While President Donald Trump's cabinet picks continue to be put through contentious confirmation hearings, one new department head is already doing his job — and rolling back protections for a free and neutral internet.

Federal Communications Commission Chairman Ajit Pai was named to his post without a Senate vote. Within weeks, he has issued a number of directives, including one that indicates the agency will eliminate net neutrality, the rules designed to ensure equal access to high-speed internet for all users.

Because of net neutrality, internet service providers can't make certain content (like Netflix) load faster than other, competing content (like Hulu). This means independent content providers have a more even playing field on which to compete with more established brands.

But Pai is an ardent foe of net neutrality, at one point declaring that open internet, given its reliance on state regulation, would encourage censorship in North Korea.

On Feb. 3, Pai ended an FCC investigation into free data plans offered by AT&T, Verizon (for whom Pai was a lawyer), T-Mobile, and Comcast. The plans allow wireless carriers who own streaming services to make their own streaming content free, while forcing users who pay for rival wireless services to pay the usual data fees.

Technology news website ZDnet explained the process, called "zero-rating," like this:

AT&T recently entered the streaming TV market with DirecTV Now.
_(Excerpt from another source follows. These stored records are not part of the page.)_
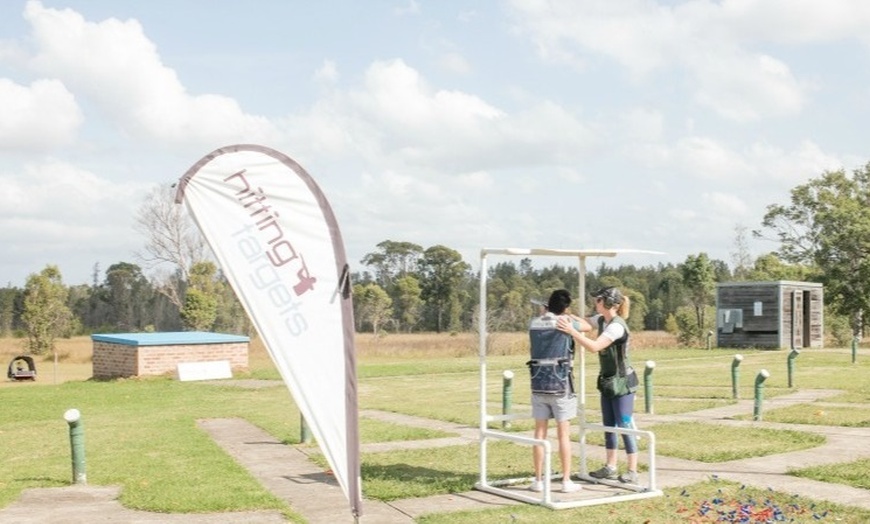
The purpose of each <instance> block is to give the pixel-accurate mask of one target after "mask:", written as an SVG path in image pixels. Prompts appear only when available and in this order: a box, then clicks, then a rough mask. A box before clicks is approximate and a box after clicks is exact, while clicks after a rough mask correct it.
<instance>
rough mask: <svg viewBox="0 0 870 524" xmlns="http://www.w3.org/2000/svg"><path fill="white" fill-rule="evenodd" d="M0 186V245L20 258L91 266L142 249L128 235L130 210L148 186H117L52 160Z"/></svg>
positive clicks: (129, 223) (101, 179)
mask: <svg viewBox="0 0 870 524" xmlns="http://www.w3.org/2000/svg"><path fill="white" fill-rule="evenodd" d="M0 186H2V187H3V188H4V191H3V192H2V193H0V244H2V245H4V246H7V247H9V248H10V249H11V248H12V247H14V249H15V250H17V252H19V253H28V254H30V255H36V256H38V257H40V258H41V259H42V260H46V261H47V263H61V262H68V261H71V260H74V259H79V258H82V259H84V260H86V262H85V263H86V264H92V263H94V262H96V261H98V260H99V256H100V253H101V252H103V251H109V252H113V253H116V252H118V250H119V248H122V249H123V248H127V249H128V250H130V251H132V249H133V248H134V246H138V245H139V244H140V242H139V241H138V240H137V238H136V235H131V234H130V232H131V230H132V225H133V224H132V221H131V218H130V215H131V214H130V206H131V203H135V205H138V202H139V201H140V199H141V197H140V195H141V194H143V192H144V191H145V187H146V185H145V184H136V183H132V184H131V183H127V184H115V183H112V182H109V181H107V180H104V179H101V178H99V177H98V176H97V175H95V174H93V173H91V172H88V171H86V170H83V169H80V168H77V167H75V166H73V165H70V164H69V163H66V162H61V161H53V160H52V161H46V162H39V163H31V164H27V165H26V166H24V168H23V169H22V171H21V172H20V173H17V174H16V173H11V174H10V173H4V174H0ZM135 205H134V207H135ZM6 256H11V255H9V252H8V250H7V253H6ZM51 261H54V262H51ZM117 261H118V260H112V261H111V262H110V263H113V262H117ZM30 269H31V270H32V271H38V270H39V269H40V268H35V267H31V268H30Z"/></svg>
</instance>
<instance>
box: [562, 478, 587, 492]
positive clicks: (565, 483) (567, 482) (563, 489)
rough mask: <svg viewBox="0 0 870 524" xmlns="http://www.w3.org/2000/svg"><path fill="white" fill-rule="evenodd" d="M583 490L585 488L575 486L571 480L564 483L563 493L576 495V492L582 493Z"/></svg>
mask: <svg viewBox="0 0 870 524" xmlns="http://www.w3.org/2000/svg"><path fill="white" fill-rule="evenodd" d="M581 489H583V486H581V485H580V484H575V483H574V482H572V481H571V480H570V479H568V480H563V481H562V493H574V492H575V491H580V490H581Z"/></svg>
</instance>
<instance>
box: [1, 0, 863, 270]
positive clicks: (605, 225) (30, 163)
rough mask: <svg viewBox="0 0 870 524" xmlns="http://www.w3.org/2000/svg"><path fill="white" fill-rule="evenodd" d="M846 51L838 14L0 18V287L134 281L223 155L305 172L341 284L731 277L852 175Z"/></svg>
mask: <svg viewBox="0 0 870 524" xmlns="http://www.w3.org/2000/svg"><path fill="white" fill-rule="evenodd" d="M868 46H870V3H868V2H865V1H862V0H829V1H825V2H818V1H810V0H727V1H719V2H713V1H701V0H691V1H658V2H656V1H651V0H596V1H586V0H579V1H570V0H564V1H550V2H545V1H540V0H509V1H502V2H495V1H493V2H479V1H425V0H416V1H414V0H399V1H385V0H372V1H366V2H355V1H337V0H336V1H326V2H292V1H280V0H251V1H250V2H236V1H228V0H187V1H184V2H171V1H157V0H155V1H149V2H141V1H133V0H42V1H35V0H30V1H24V0H21V1H18V0H10V1H5V2H2V3H0V245H2V246H3V248H2V249H0V285H5V284H7V283H11V284H12V285H18V286H20V285H23V284H24V281H25V279H26V277H27V275H28V274H31V273H34V272H38V271H40V270H41V269H42V268H43V267H45V265H47V264H56V265H58V266H59V267H60V269H61V272H62V274H63V276H64V281H65V282H66V283H67V284H80V283H89V282H90V281H91V278H92V272H93V269H94V266H95V264H99V266H100V270H101V271H104V270H105V269H106V268H107V267H108V266H109V265H111V264H113V263H115V262H119V261H129V262H138V260H137V258H136V253H137V252H141V251H142V248H143V245H144V237H142V236H141V235H140V234H139V233H137V232H136V230H135V228H134V217H135V214H136V211H137V209H138V208H139V206H140V205H141V204H142V202H143V200H144V198H145V196H146V195H148V194H149V192H150V191H152V190H153V189H154V188H155V187H158V186H160V185H165V184H171V183H173V182H175V181H176V180H177V179H178V178H179V177H180V176H181V175H182V174H183V173H184V172H185V171H186V170H187V169H188V168H189V167H190V166H191V165H192V164H193V163H195V162H196V161H197V160H199V159H200V158H201V157H203V156H205V155H206V154H207V153H209V152H211V151H212V150H214V149H217V148H218V147H221V146H225V145H230V144H235V143H258V144H261V145H266V146H269V147H272V148H274V149H277V150H279V151H281V152H283V153H285V154H287V155H289V156H290V157H292V158H294V159H295V160H296V161H297V162H299V163H300V164H301V165H302V166H303V167H305V169H306V170H307V171H308V172H309V173H310V174H311V175H312V176H313V177H314V178H315V180H316V181H317V182H318V184H319V185H320V186H321V188H322V189H323V191H324V193H325V194H326V196H327V198H328V199H329V201H330V203H331V205H332V207H333V210H334V211H335V214H336V217H337V219H338V220H339V225H340V227H341V231H342V235H343V237H344V240H345V244H346V248H347V253H348V258H349V261H350V262H351V264H352V266H353V269H354V270H361V269H363V267H362V266H361V264H360V263H359V260H360V259H361V258H362V257H363V256H364V255H365V254H366V253H369V252H371V251H374V250H375V247H376V244H377V243H378V242H381V241H382V240H388V239H389V240H395V241H408V242H414V243H417V244H419V245H421V246H422V247H424V248H426V247H429V246H432V245H436V244H443V245H446V246H449V247H452V248H454V249H457V250H458V251H459V252H460V253H462V255H463V257H464V258H465V260H466V261H467V262H469V263H470V264H472V266H473V267H477V261H478V257H479V252H480V249H481V248H482V247H539V248H563V249H575V248H576V249H600V248H610V249H617V248H619V249H626V248H628V249H645V250H658V251H663V252H665V253H666V254H665V255H661V256H652V255H622V256H620V257H619V258H617V259H613V260H606V262H607V263H608V264H614V265H619V264H623V263H631V264H637V265H649V264H657V263H659V262H682V261H684V260H685V258H686V257H687V256H688V255H695V254H698V253H701V252H705V253H707V254H708V255H710V256H711V257H712V258H716V259H720V260H724V261H726V262H728V263H729V264H730V263H731V261H732V253H733V252H734V251H735V239H736V237H737V233H736V231H737V229H738V228H745V229H747V230H752V229H758V228H759V227H760V223H761V219H762V217H763V215H764V212H765V209H766V207H767V206H768V205H770V204H774V203H787V202H788V199H789V190H790V189H791V188H793V187H795V186H796V185H798V184H802V183H804V182H806V181H808V180H809V179H811V178H814V177H818V176H819V175H821V174H822V173H823V172H824V171H826V170H834V169H846V170H852V169H855V168H858V167H861V166H863V165H864V164H865V163H867V162H868V161H870V152H868V148H867V136H868V132H867V131H868V129H870V53H868ZM748 240H749V248H750V251H751V254H752V255H753V256H758V255H760V254H763V253H766V252H768V251H771V250H773V249H775V248H776V245H775V244H772V243H770V242H764V241H760V240H753V239H751V238H749V239H748ZM544 262H547V261H544ZM598 263H599V262H598V261H593V262H591V267H594V266H595V265H597V264H598ZM157 270H158V269H157V268H153V269H152V268H147V267H146V271H148V272H152V271H157Z"/></svg>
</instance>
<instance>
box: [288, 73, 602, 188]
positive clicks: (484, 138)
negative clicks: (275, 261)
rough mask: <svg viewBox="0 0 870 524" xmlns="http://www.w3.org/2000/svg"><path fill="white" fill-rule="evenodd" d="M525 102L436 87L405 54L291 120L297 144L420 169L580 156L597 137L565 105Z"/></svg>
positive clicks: (508, 163)
mask: <svg viewBox="0 0 870 524" xmlns="http://www.w3.org/2000/svg"><path fill="white" fill-rule="evenodd" d="M527 104H528V105H527V106H526V107H524V108H523V109H522V110H520V111H517V112H515V113H513V114H512V113H508V112H507V111H504V110H502V109H500V108H498V107H496V106H494V105H492V104H490V103H488V102H486V101H485V100H484V99H482V98H480V97H478V96H476V95H473V94H471V93H467V92H463V91H459V90H449V89H438V88H436V87H433V86H431V85H430V83H429V82H428V81H427V80H426V79H425V78H424V77H423V76H422V75H421V74H420V73H419V72H418V71H417V70H416V69H414V68H412V67H410V66H409V65H407V64H406V63H405V62H404V61H402V60H390V61H378V62H374V63H372V64H371V65H370V66H369V67H368V69H367V70H366V73H365V76H364V79H363V83H362V85H359V86H354V87H351V88H348V89H346V90H342V91H339V90H335V91H334V92H333V93H332V94H331V98H327V99H324V100H321V101H320V102H319V103H317V104H316V105H315V106H314V107H313V108H312V109H311V110H310V111H309V112H308V113H307V114H305V115H302V116H300V117H298V118H294V119H293V125H292V126H290V125H289V124H288V126H287V127H288V128H289V127H293V128H294V129H296V131H293V133H292V135H293V136H292V138H293V139H295V140H294V142H295V143H297V144H298V143H299V141H304V142H305V143H307V144H309V146H310V147H311V148H313V149H316V150H321V151H329V152H330V154H337V155H343V156H344V155H352V154H362V155H363V157H364V158H365V159H366V160H367V161H368V162H369V163H370V164H371V165H377V166H381V167H383V168H389V169H407V168H409V167H414V169H415V170H417V171H422V172H435V171H438V170H441V171H446V172H447V173H457V172H468V171H477V170H484V169H495V168H506V167H515V166H518V165H530V164H537V163H540V162H545V163H550V164H558V163H560V162H576V160H577V159H578V158H579V157H582V155H583V154H584V153H585V152H586V151H588V149H589V148H590V147H591V146H592V145H593V144H595V142H596V139H595V135H594V134H593V133H592V132H591V131H590V130H589V129H588V128H587V126H586V125H585V124H584V123H583V122H580V121H579V120H578V119H577V118H576V117H575V116H574V115H573V114H572V113H571V112H570V111H568V110H567V109H566V108H564V107H561V106H559V105H558V104H555V103H553V102H550V101H546V100H529V101H527ZM303 129H304V132H303V131H302V130H303Z"/></svg>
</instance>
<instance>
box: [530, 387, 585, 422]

If you watch DirecTV Now on AT&T Mobility, AT&T won't charge you for streaming. If you watch it on any other network you'll need to pay the usual charges.

This is called zero rating. AT&T isn't slowing down rivals Sling TV or PlayStation Vue. Nor is it speeding up DirecTV Now. Instead, it's making its own video service much more affordable than its competitors.

Under the Obama administration, zero-rating was seen as a net-neutrality violation with the potential to harm both consumers and small businesses, and diminish competition. But in a statement issued after the ruling, Pai declared that the FCC "will not focus on denying Americans free data,” and that these free plans are popular "particularly among low-income Americans."

Pai's ruling is likely to be the first in a series of decisions designed to cease regulating the internet like a public utility, which was a priority for the Obama FCC.

Trump himself has only commented on net neutrality once, conflating it with the now-repealed Fairness Doctrine, which mandated equal time on television and radio for both sides of a political issue.

But with Pai in control of the agency, the Trump administration is primed to roll back regulations aimed at protecting net neutrality, or eliminate them altogether. He said as much in a speech last December, expressing his desire to "take the weed whacker" to FCC regulations, and in particular, rules that govern internet providers.

"On the day that the [net neutrality] order was adopted, I said that 'I don’t know whether this plan will be vacated by a court, reversed by Congress, or overturned by a future Commission. But I do believe that its days are numbered,'" Pai told an audience at conservative think tank the Free State Foundation. "Today, I am more confident than ever that this prediction will come true."

Now leading the FCC, Pai has taken the first steps to fulfill his own prophecy.